This job is part of WWT's Strategic Resourcing services. The candidate will support a WWT customer and be employed by one of WWT's preferred partners.
Why WWT?
At World Wide Technology, we work together to make a new world happen. Our important work benefits our clients and partners as much as it does our people and communities across the globe. WWT is dedicated to achieving its mission of creating a profitable growth company that is also a Great Place to Work for All. We achieve this through our world-class culture, generous benefits, and by delivering cutting-edge technology solutions for our clients.
WWT was founded in 1990 in St. Louis, Missouri. We employ more than 10,000 people globally and closed nearly $20 billion in revenue in 2023. We have an inclusive culture and believe our core values are the key to company and employee success. WWT is proud to have been included on the FORTUNE "100 Best Places to Work For®" list 12 years in a row!

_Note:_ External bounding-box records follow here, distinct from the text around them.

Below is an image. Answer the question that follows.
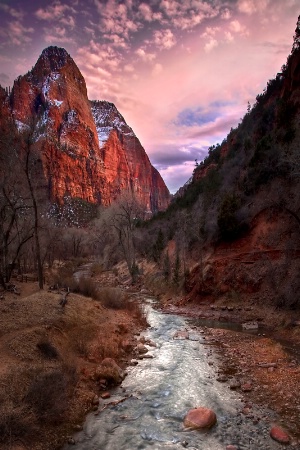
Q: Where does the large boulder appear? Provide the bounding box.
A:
[183,407,217,430]
[270,426,290,444]
[95,358,125,385]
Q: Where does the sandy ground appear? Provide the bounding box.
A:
[163,300,300,449]
[0,283,146,450]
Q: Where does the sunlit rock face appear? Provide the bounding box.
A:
[10,47,170,213]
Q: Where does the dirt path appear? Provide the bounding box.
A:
[165,304,300,449]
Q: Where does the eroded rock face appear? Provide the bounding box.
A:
[4,47,170,212]
[184,407,217,429]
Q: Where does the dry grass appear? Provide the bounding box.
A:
[0,285,146,450]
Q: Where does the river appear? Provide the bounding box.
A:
[64,298,289,450]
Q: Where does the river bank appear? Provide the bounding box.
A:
[161,300,300,449]
[0,282,145,450]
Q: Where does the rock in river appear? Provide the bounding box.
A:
[270,425,290,444]
[183,407,217,429]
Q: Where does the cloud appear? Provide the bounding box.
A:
[237,0,270,15]
[124,64,134,73]
[94,0,142,39]
[138,3,162,22]
[44,26,74,44]
[160,0,219,30]
[175,108,217,127]
[135,48,156,62]
[35,1,76,28]
[229,20,247,34]
[204,38,219,53]
[0,3,24,20]
[0,73,9,85]
[154,29,176,50]
[3,20,34,46]
[152,63,163,77]
[103,34,129,49]
[221,8,232,20]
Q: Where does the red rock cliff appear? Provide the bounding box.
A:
[10,47,170,212]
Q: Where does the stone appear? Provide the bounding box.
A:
[242,383,253,392]
[137,344,148,355]
[229,378,241,390]
[95,358,124,385]
[101,392,111,400]
[92,395,99,405]
[173,331,189,340]
[183,407,217,429]
[7,46,171,213]
[242,321,258,330]
[270,425,290,444]
[121,339,134,353]
[217,374,228,383]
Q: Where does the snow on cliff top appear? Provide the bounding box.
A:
[91,101,135,146]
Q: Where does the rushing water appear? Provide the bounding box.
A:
[64,299,290,450]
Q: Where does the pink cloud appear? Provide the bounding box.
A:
[135,48,156,62]
[0,3,24,20]
[35,1,76,23]
[7,20,34,46]
[154,29,176,50]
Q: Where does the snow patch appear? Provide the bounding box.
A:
[91,101,135,146]
[15,119,29,133]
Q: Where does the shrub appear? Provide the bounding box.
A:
[36,339,58,359]
[0,399,35,442]
[218,194,241,240]
[71,277,98,300]
[25,368,76,424]
[97,287,127,309]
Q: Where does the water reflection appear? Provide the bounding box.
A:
[64,299,288,450]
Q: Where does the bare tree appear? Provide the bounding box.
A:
[95,194,144,282]
[0,124,33,288]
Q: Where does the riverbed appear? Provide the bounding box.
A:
[64,297,292,450]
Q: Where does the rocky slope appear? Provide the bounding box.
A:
[2,47,170,212]
[151,13,300,311]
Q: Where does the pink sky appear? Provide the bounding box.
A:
[0,0,300,192]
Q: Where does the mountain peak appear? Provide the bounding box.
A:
[33,46,75,76]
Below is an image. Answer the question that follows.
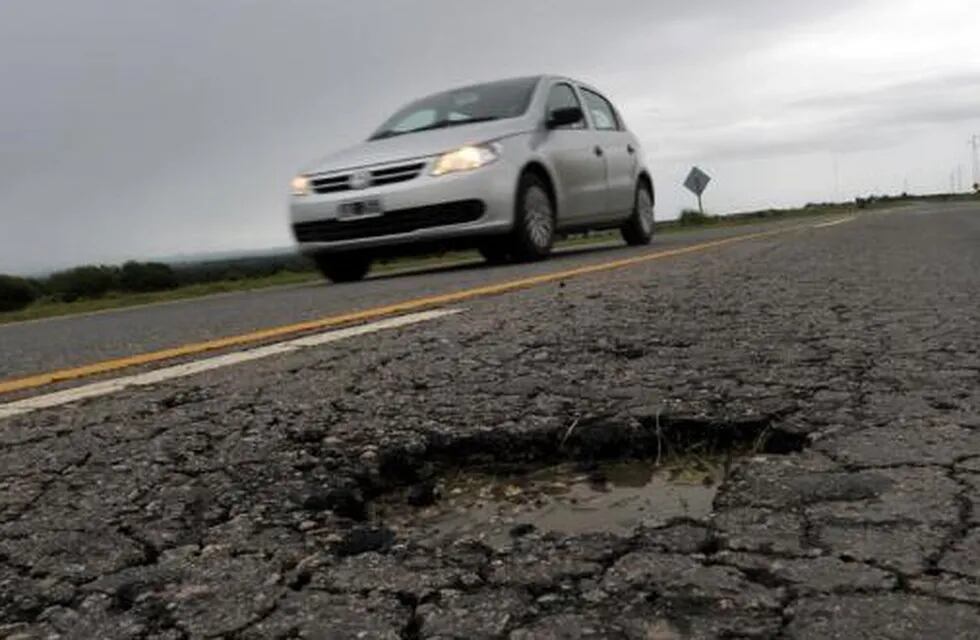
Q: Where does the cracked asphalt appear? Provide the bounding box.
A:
[0,206,980,640]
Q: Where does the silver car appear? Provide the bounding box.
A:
[290,76,654,282]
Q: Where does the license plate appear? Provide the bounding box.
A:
[337,199,384,220]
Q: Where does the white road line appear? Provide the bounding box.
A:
[0,309,462,420]
[813,216,856,229]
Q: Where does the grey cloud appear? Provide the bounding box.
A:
[0,0,976,272]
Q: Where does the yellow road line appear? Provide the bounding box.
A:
[0,224,824,394]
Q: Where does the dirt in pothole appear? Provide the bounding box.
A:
[374,456,730,547]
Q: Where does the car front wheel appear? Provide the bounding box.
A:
[511,173,555,260]
[313,253,371,283]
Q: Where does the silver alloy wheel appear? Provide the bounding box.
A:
[524,186,555,249]
[636,187,653,235]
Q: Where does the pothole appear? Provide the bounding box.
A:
[326,412,808,548]
[374,455,730,547]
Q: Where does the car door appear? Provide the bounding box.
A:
[541,82,607,227]
[579,87,638,219]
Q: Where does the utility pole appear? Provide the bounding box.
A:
[834,154,840,202]
[967,134,980,189]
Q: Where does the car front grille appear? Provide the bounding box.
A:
[293,200,486,242]
[310,162,425,194]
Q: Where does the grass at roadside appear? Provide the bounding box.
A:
[0,205,853,324]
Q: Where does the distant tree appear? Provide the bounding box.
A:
[46,265,119,302]
[119,261,180,292]
[0,275,40,311]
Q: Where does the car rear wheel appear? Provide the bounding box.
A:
[511,173,555,260]
[313,253,371,282]
[622,182,654,246]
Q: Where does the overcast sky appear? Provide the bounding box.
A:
[0,0,980,272]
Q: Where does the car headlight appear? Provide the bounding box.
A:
[432,144,500,176]
[289,176,313,196]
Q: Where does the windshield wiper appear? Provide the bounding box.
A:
[371,116,500,140]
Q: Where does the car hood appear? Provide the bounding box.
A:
[303,118,533,174]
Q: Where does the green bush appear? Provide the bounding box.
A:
[119,261,180,293]
[0,275,40,311]
[678,209,715,227]
[47,265,119,302]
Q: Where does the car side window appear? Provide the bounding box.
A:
[547,83,585,129]
[582,88,622,131]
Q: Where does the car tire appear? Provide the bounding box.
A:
[621,182,655,247]
[313,253,371,283]
[510,172,555,261]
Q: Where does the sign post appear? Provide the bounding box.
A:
[684,167,711,215]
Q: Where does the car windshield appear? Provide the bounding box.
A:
[371,78,537,140]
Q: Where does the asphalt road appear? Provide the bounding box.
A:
[0,206,980,640]
[0,220,828,380]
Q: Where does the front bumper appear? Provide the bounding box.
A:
[290,160,518,253]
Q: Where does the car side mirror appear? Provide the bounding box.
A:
[548,107,585,129]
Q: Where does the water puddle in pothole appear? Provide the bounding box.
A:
[374,457,730,547]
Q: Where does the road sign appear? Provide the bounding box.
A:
[684,167,711,198]
[684,167,711,213]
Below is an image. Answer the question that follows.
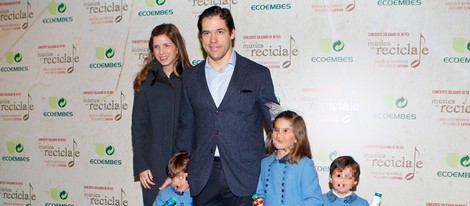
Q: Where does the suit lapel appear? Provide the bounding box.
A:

Job Title: Sr Offensive Security Analyst - Special Ops
Location: Onsite, Spring, TX (Greater Houston)
Duration: 6 months CTH
Job Description:
This role provides offensive cybersecurity expertise within the organization, leading the most complex and high-stakes security initiatives. You will bring advanced technical skills, strategic vision, and leadership by leveraging offensive security skills to make the defense better. You will spearhead the development of innovative offensive security strategies, mentor the cybersecurity team, and play a crucial role in enhancing the organization's overall cybersecurity posture through the creation of novel countermeasures. You will help create an offensive team conducting adversary simulations, reversing malware, finding zero days, and, through all of that, making the blue team better.
You are well-versed in the TTPs of advanced threat actors and possess great technical skills to assess our defense holistically. You are equally an expert in advancements in cyber defense and in deploying new and novel approaches to prevent attackers from compromising CLIENT. You are a great coach and mentor, and you are passionate about using your offensive security skills to improve the entire security program.
You are an expert in offensive and defensive cyber operations, with demonstrated expertise in 3 or more of the listed domains.
Penetration Testing and Adversary Simulation:
Reverse Engineering
Exploit Development and identify zero-days
Advanced Threat Hunting
Detection Engineering
You will be responsible for
Utilizing expertise in offensive and defensive cyber operations across multiple domains to safeguard organizational systems.
Conducting penetration testing and adversary simulations to identify vulnerabilities in the network, applications, and infrastructure. Among other things, you will help test incident response processes and collaborate with defenders to address gaps and provide mitigation recommendations.
Analyzing and dissecting malware and code in general as a reverse engineer to uncover hidden functionalities and vulnerabilities, enhance detection, and improve response capabilities against advanced threats.
Designing and implementing cryptographic protocols, assessing cryptographic practices, and recommending solutions to secure sensitive information. You will also devise countermeasures against emerging threats like quantum computing.
Researching and developing exploits for zero-day vulnerabilities, conducting deep technical analysis, and providing proof-of-concept exploits and defensive measures to help organizations mitigate associated risks.
Proactively hunting for advanced threats by analyzing security telemetry, identifying attacker tactics, techniques, and procedures, and investigating complex incidents to strengthen the organization's security posture.
Education & Experience Requirements
Master's degree in Cybersecurity, Computer Science, Information Technology, equivalent experience.
Proven track record of finding zero days or novel defensive approaches with industry visibility.
7+ years of experience in cybersecurity, with a significant focus on offensive security, red teaming, reverse engineering and cyber defense,
Proven experience leading large-scale, complex offensive security operations and managing advanced threat simulations.
Certifications Desired: Offensive Security Certified Expert or Professional (OSCE and OSCP), GIAC Reverse Engineering Malware (GREM), Certified Red Team Professional (CRTP), or equivalent.